Monday, September 08, 2008
When Charlie Met Sarah
Remember just a couple of weeks back, when the world didn't seem so much like the landscape depicted in a Dali painting?
You know, before the incomprehensible -- the seemingly impossible -- had become reality? Before a former beauty queen, small town mayor and half-term governor who doesn't believe that humans are responsible for global warming but who does believe that the globe itself is only 6,000 years old stood a very real chance of being voted the next Vice President of the United States?
Remember back when the silliest thing in this election was John McCain's insistence on inexplicably dragging Britney Spears and Paris Hilton into it?
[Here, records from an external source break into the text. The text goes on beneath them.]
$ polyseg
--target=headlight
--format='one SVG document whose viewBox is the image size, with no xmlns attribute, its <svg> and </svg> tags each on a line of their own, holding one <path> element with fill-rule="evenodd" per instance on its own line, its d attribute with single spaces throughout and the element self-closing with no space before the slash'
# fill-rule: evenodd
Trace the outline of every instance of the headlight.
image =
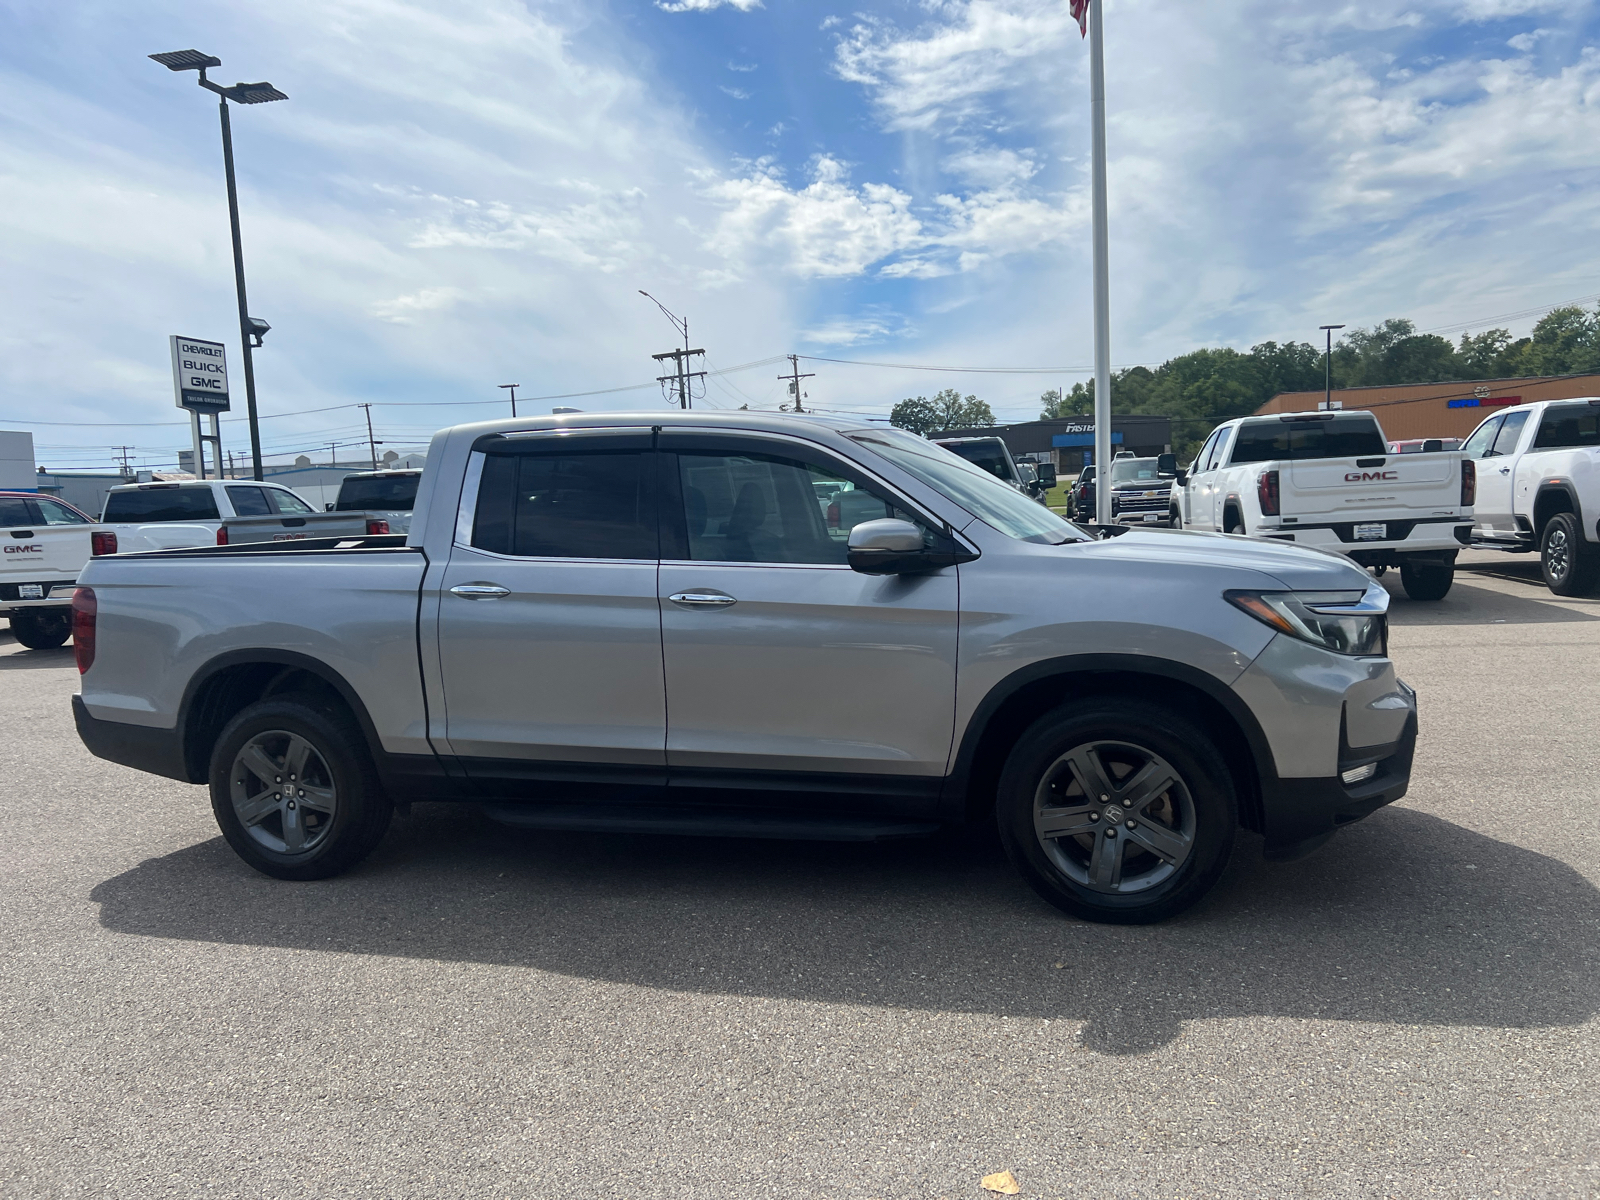
<svg viewBox="0 0 1600 1200">
<path fill-rule="evenodd" d="M 1279 633 L 1335 654 L 1389 652 L 1389 593 L 1223 592 L 1223 598 Z"/>
</svg>

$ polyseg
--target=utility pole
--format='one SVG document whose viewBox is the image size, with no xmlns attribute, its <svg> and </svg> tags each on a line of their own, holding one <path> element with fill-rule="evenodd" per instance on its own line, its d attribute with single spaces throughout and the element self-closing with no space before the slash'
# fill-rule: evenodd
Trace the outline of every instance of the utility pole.
<svg viewBox="0 0 1600 1200">
<path fill-rule="evenodd" d="M 802 375 L 800 373 L 800 356 L 798 354 L 789 355 L 789 373 L 787 375 L 779 375 L 778 378 L 789 381 L 789 394 L 794 397 L 795 412 L 805 412 L 805 409 L 800 406 L 800 381 L 802 379 L 815 379 L 816 375 L 815 371 L 807 371 Z"/>
<path fill-rule="evenodd" d="M 510 388 L 511 389 L 511 419 L 512 420 L 516 420 L 516 418 L 517 418 L 517 389 L 519 387 L 521 387 L 522 385 L 520 383 L 502 383 L 502 384 L 498 384 L 497 386 L 498 387 L 502 387 L 502 388 Z M 374 468 L 374 469 L 376 469 L 376 468 Z"/>
<path fill-rule="evenodd" d="M 688 408 L 689 401 L 691 399 L 689 393 L 694 388 L 692 381 L 695 379 L 704 379 L 706 377 L 706 373 L 704 371 L 689 370 L 689 359 L 696 354 L 699 354 L 703 357 L 705 355 L 705 351 L 689 349 L 688 317 L 679 317 L 674 315 L 665 304 L 661 303 L 661 301 L 657 300 L 643 288 L 639 289 L 639 295 L 643 296 L 646 300 L 649 300 L 652 304 L 659 308 L 662 313 L 666 315 L 667 320 L 672 322 L 672 327 L 683 335 L 682 350 L 668 350 L 665 354 L 652 354 L 650 357 L 655 359 L 657 362 L 663 362 L 669 358 L 673 360 L 674 364 L 677 366 L 677 372 L 672 375 L 657 375 L 656 382 L 666 383 L 668 380 L 675 381 L 678 385 L 678 407 Z"/>
<path fill-rule="evenodd" d="M 128 451 L 132 450 L 133 447 L 132 446 L 113 446 L 112 449 L 113 450 L 122 451 L 122 453 L 120 453 L 120 454 L 113 454 L 112 457 L 113 458 L 120 458 L 122 460 L 122 474 L 124 475 L 124 477 L 132 475 L 133 471 L 130 470 L 129 467 L 128 467 L 128 459 L 130 457 L 132 457 L 132 456 L 128 453 Z"/>
<path fill-rule="evenodd" d="M 1105 0 L 1088 0 L 1089 123 L 1094 227 L 1094 489 L 1095 523 L 1111 524 L 1111 267 L 1106 218 Z"/>
<path fill-rule="evenodd" d="M 684 322 L 684 323 L 688 324 L 688 322 Z M 666 383 L 669 380 L 671 380 L 671 381 L 675 381 L 677 383 L 677 387 L 678 387 L 678 407 L 679 408 L 688 408 L 689 407 L 689 402 L 691 400 L 691 396 L 690 396 L 689 393 L 690 393 L 690 390 L 694 386 L 693 385 L 693 381 L 696 380 L 696 379 L 704 379 L 706 377 L 706 373 L 704 371 L 691 371 L 691 370 L 689 370 L 689 366 L 690 366 L 689 359 L 692 358 L 696 354 L 704 356 L 705 351 L 704 350 L 690 350 L 687 346 L 685 346 L 682 350 L 668 350 L 664 354 L 652 354 L 650 356 L 651 358 L 655 359 L 657 362 L 662 362 L 665 359 L 669 359 L 669 358 L 672 359 L 672 361 L 673 361 L 673 363 L 674 363 L 674 365 L 676 367 L 675 372 L 673 374 L 671 374 L 671 375 L 657 375 L 656 376 L 656 382 L 657 383 Z"/>
<path fill-rule="evenodd" d="M 367 412 L 367 449 L 372 452 L 372 469 L 378 469 L 378 443 L 372 440 L 372 405 L 361 406 Z"/>
<path fill-rule="evenodd" d="M 1318 325 L 1317 328 L 1328 335 L 1328 349 L 1322 357 L 1322 410 L 1328 412 L 1333 408 L 1333 331 L 1344 326 Z"/>
</svg>

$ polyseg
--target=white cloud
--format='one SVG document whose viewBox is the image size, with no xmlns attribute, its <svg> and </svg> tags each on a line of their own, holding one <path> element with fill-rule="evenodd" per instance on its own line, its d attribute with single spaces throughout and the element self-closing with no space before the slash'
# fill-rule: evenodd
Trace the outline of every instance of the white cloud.
<svg viewBox="0 0 1600 1200">
<path fill-rule="evenodd" d="M 854 317 L 835 317 L 800 332 L 800 340 L 811 346 L 858 346 L 912 334 L 909 321 L 899 313 L 868 311 Z"/>
<path fill-rule="evenodd" d="M 1003 146 L 973 144 L 946 156 L 945 171 L 978 187 L 998 188 L 1023 183 L 1038 173 L 1031 151 L 1018 153 Z"/>
<path fill-rule="evenodd" d="M 728 70 L 730 70 L 730 71 L 748 72 L 748 71 L 759 71 L 760 69 L 761 69 L 761 66 L 760 66 L 759 63 L 730 62 L 728 64 Z"/>
<path fill-rule="evenodd" d="M 723 93 L 724 95 L 732 96 L 735 100 L 750 99 L 750 93 L 745 91 L 743 88 L 728 87 L 725 84 L 719 83 L 717 85 L 717 91 Z"/>
<path fill-rule="evenodd" d="M 373 315 L 380 321 L 395 325 L 411 325 L 426 312 L 454 308 L 465 293 L 458 287 L 423 288 L 409 296 L 396 296 L 372 306 Z"/>
<path fill-rule="evenodd" d="M 740 12 L 749 12 L 760 8 L 761 0 L 656 0 L 657 8 L 670 13 L 711 12 L 724 5 L 737 8 Z"/>
</svg>

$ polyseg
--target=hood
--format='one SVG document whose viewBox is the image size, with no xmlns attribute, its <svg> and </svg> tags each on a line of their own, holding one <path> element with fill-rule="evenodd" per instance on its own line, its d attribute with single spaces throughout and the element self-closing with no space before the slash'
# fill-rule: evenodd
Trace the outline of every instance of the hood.
<svg viewBox="0 0 1600 1200">
<path fill-rule="evenodd" d="M 1126 483 L 1113 483 L 1113 492 L 1170 492 L 1171 479 L 1130 479 Z"/>
<path fill-rule="evenodd" d="M 1096 548 L 1117 559 L 1165 566 L 1188 563 L 1253 571 L 1269 576 L 1288 591 L 1365 591 L 1372 583 L 1366 571 L 1342 554 L 1233 534 L 1130 529 L 1099 543 Z M 1240 586 L 1261 587 L 1263 584 L 1241 582 Z"/>
</svg>

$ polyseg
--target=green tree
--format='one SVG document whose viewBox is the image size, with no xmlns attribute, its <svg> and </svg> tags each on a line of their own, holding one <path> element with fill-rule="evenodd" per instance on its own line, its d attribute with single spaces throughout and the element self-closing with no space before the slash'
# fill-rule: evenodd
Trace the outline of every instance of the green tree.
<svg viewBox="0 0 1600 1200">
<path fill-rule="evenodd" d="M 986 401 L 945 388 L 932 400 L 918 396 L 900 401 L 889 410 L 889 423 L 926 437 L 946 429 L 987 429 L 995 419 Z"/>
<path fill-rule="evenodd" d="M 1084 390 L 1081 383 L 1073 384 L 1065 399 L 1061 396 L 1060 388 L 1051 388 L 1039 397 L 1041 421 L 1054 421 L 1061 417 L 1081 417 L 1093 411 L 1094 399 Z"/>
<path fill-rule="evenodd" d="M 1591 313 L 1569 305 L 1546 313 L 1533 327 L 1522 361 L 1531 375 L 1600 369 L 1600 309 Z"/>
</svg>

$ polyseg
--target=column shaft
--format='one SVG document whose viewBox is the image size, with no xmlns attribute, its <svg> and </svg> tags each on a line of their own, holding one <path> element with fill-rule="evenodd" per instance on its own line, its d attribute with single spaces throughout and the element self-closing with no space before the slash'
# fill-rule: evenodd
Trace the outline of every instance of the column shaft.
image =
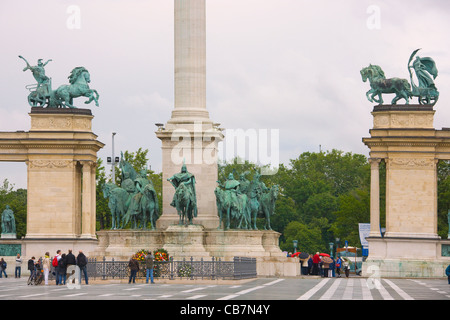
<svg viewBox="0 0 450 320">
<path fill-rule="evenodd" d="M 81 237 L 91 238 L 92 174 L 91 163 L 83 162 L 83 191 L 81 203 Z"/>
<path fill-rule="evenodd" d="M 172 118 L 206 111 L 205 0 L 175 0 L 175 108 Z"/>
<path fill-rule="evenodd" d="M 370 163 L 370 237 L 380 237 L 380 161 Z"/>
</svg>

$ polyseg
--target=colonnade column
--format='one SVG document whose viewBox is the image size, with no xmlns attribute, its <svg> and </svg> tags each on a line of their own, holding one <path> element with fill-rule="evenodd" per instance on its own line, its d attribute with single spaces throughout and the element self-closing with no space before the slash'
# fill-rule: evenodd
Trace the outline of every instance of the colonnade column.
<svg viewBox="0 0 450 320">
<path fill-rule="evenodd" d="M 95 171 L 92 174 L 95 165 L 92 161 L 82 161 L 81 165 L 83 166 L 81 237 L 95 238 Z"/>
<path fill-rule="evenodd" d="M 380 162 L 379 158 L 369 158 L 370 237 L 380 237 Z"/>
</svg>

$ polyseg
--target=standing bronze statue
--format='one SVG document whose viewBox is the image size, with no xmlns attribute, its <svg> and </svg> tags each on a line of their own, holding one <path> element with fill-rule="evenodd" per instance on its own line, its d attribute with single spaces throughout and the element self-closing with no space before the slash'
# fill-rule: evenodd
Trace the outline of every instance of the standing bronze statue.
<svg viewBox="0 0 450 320">
<path fill-rule="evenodd" d="M 11 207 L 6 205 L 2 213 L 2 234 L 13 233 L 16 233 L 16 219 L 14 218 L 14 212 Z"/>
</svg>

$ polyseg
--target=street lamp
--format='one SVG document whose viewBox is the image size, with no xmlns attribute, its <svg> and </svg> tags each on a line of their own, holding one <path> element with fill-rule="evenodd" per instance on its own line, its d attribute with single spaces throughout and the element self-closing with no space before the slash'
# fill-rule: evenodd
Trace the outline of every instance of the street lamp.
<svg viewBox="0 0 450 320">
<path fill-rule="evenodd" d="M 294 253 L 296 253 L 297 252 L 298 240 L 293 240 L 292 243 L 294 244 Z"/>
<path fill-rule="evenodd" d="M 116 183 L 116 163 L 119 162 L 119 157 L 114 156 L 114 136 L 116 132 L 112 133 L 112 156 L 107 158 L 108 164 L 112 165 L 112 183 Z"/>
<path fill-rule="evenodd" d="M 334 243 L 330 242 L 330 243 L 328 243 L 328 245 L 330 246 L 330 256 L 333 257 L 333 246 L 334 246 Z"/>
</svg>

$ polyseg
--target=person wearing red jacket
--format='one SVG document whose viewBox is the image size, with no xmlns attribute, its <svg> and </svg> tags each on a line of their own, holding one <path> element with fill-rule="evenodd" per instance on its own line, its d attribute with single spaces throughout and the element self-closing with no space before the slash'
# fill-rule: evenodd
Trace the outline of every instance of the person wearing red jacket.
<svg viewBox="0 0 450 320">
<path fill-rule="evenodd" d="M 320 256 L 319 253 L 316 252 L 316 254 L 313 256 L 313 271 L 312 271 L 312 274 L 315 276 L 319 275 L 319 263 L 320 263 Z"/>
</svg>

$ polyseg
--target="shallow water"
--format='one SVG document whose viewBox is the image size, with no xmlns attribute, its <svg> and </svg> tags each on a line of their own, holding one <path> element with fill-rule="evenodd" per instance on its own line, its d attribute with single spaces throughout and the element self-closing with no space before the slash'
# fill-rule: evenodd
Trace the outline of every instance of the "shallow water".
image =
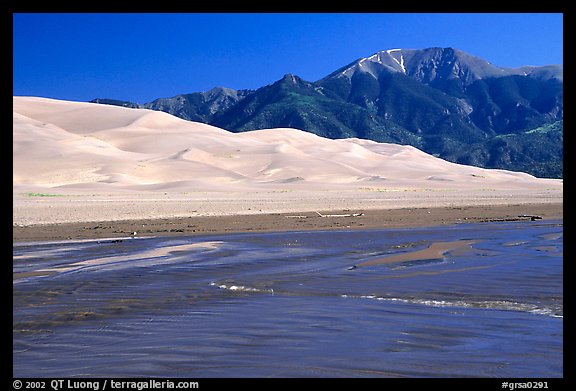
<svg viewBox="0 0 576 391">
<path fill-rule="evenodd" d="M 562 232 L 546 221 L 14 244 L 13 375 L 562 377 Z M 400 261 L 358 266 L 384 258 Z"/>
</svg>

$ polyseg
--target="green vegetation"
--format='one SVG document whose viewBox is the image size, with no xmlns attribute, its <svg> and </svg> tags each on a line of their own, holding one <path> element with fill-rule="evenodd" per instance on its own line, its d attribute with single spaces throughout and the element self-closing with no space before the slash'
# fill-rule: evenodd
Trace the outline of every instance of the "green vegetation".
<svg viewBox="0 0 576 391">
<path fill-rule="evenodd" d="M 486 168 L 522 171 L 541 178 L 563 177 L 563 121 L 517 134 L 498 135 L 450 152 L 449 160 Z"/>
<path fill-rule="evenodd" d="M 539 126 L 535 129 L 530 129 L 525 131 L 525 134 L 532 134 L 532 133 L 549 133 L 549 132 L 562 132 L 562 129 L 564 127 L 564 121 L 556 121 L 554 123 L 551 124 L 546 124 L 543 126 Z"/>
<path fill-rule="evenodd" d="M 64 194 L 26 193 L 28 197 L 64 197 Z"/>
</svg>

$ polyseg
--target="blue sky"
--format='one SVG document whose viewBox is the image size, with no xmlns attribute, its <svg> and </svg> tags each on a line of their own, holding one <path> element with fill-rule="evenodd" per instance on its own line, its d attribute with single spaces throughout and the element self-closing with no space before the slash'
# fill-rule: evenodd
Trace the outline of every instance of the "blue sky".
<svg viewBox="0 0 576 391">
<path fill-rule="evenodd" d="M 286 73 L 316 81 L 391 48 L 454 47 L 498 66 L 563 62 L 558 13 L 14 14 L 13 93 L 138 103 Z"/>
</svg>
That was when McCain figured his best chance against Barack Obama would be to accuse the Democratic candidate of being more a "celebrity" than a leader.
Although the times may have changed, and changed quickly, apparently the willingness of the right to audaciously ignore its own flat-out hypocrisy hasn't.
As you've probably already heard, the McCain campaign -- which just last week made Sarah Palin the most tantalizing of potential media "gets" by declaring her off-limits to the mainstream press -- has now decided to make its prized puppet available for a television interview. ABC's Charlie Gibson was hand-picked by McCain's people and will be granted access for an exclusive one-on-one to air this coming Thursday.
And that's the problem.
The McCain campaign is being allowed to call almost all the shots for this thing; it's decided who will conduct the interview (Gibson, who despite being an excellent journalist, has gone pretty easy on Palin on his blog), where the shoot will take place (Alaska, of course), and even though it can't choose the questions to be asked, it can set the stage and engineer a disarming environment to the point where it'll be all-but-assured that McCain's "It Girl" comes off favorably. When the campaign's communications crew is done, the Gibson-Palin interview will probably rival Disney's White Wilderness as the most manipulated account of the life of a snow-dwelling creature in history.
If all of this sounds suspiciously familiar -- from the subject being cleverly dangled like red meat over the media dogs, to the hoops the press has to jump through if it wants the access it's salivating over, to a draconian PR department pulling strings behind the scenes -- it should.
That's because the Sarah Palin one-on-one is, at its core, a celebrity interview -- with Palin herself now, quite possibly, the most talked-about, sought-after and image-controlled celebrity on the planet.
I can only hope Charlie Gibson has the good sense and the journalistic tenacity to point some of this out.
Sarah Palin needs to answer a few very tough questions, and Gibson may be the only one ever given the chance to ask them.